Ich bin vorhin ein bisschen in Dusk-Dokumente vertieft gewesen und habe am Ende mehr Zeit für eine einzige kleine Einzelheit aufgewendet, als ich erwartet hatte. 😅

Es ging um die Art, wie Dusk DUSK-Transfers handhabt. Ob der Transfer öffentlich oder abgeschirmt ist – beides läuft über denselben Transfer-Vertrag.

Zuerst dachte ich ehrlich gesagt, das sei nur eine weitere technische Einzelheit. Aber je mehr ich darüber nachdachte, desto mehr ergab es Sinn. Wenn zwei Arten von Transfers über ein zentrales System laufen, gibt es weniger unterschiedliche Pfade, denen Entwickler und Auditoren folgen müssen.

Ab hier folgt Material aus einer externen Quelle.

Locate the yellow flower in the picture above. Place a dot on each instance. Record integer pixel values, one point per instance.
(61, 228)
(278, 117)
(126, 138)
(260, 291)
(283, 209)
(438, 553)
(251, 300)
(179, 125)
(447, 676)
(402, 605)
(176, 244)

Das kann dabei helfen, die gesamte Einrichtung leichter zu verstehen und im Blick zu behalten.

Und für ein Netzwerk, das versucht, Datenschutz in regulierte Finanzen zu bringen, glaube ich, dass diese kleinen Designentscheidungen eine Rolle spielen. Man möchte nicht, dass sich die private Seite des Systems wie eine komplett getrennte Welt von der normalen Seite anfühlt. 🔐

Trotzdem denke ich nicht, dass allein die Dokumentation uns genug sagt. Ich möchte sehen, was passiert, wenn mehr Menschen es tatsächlich anfangen zu nutzen.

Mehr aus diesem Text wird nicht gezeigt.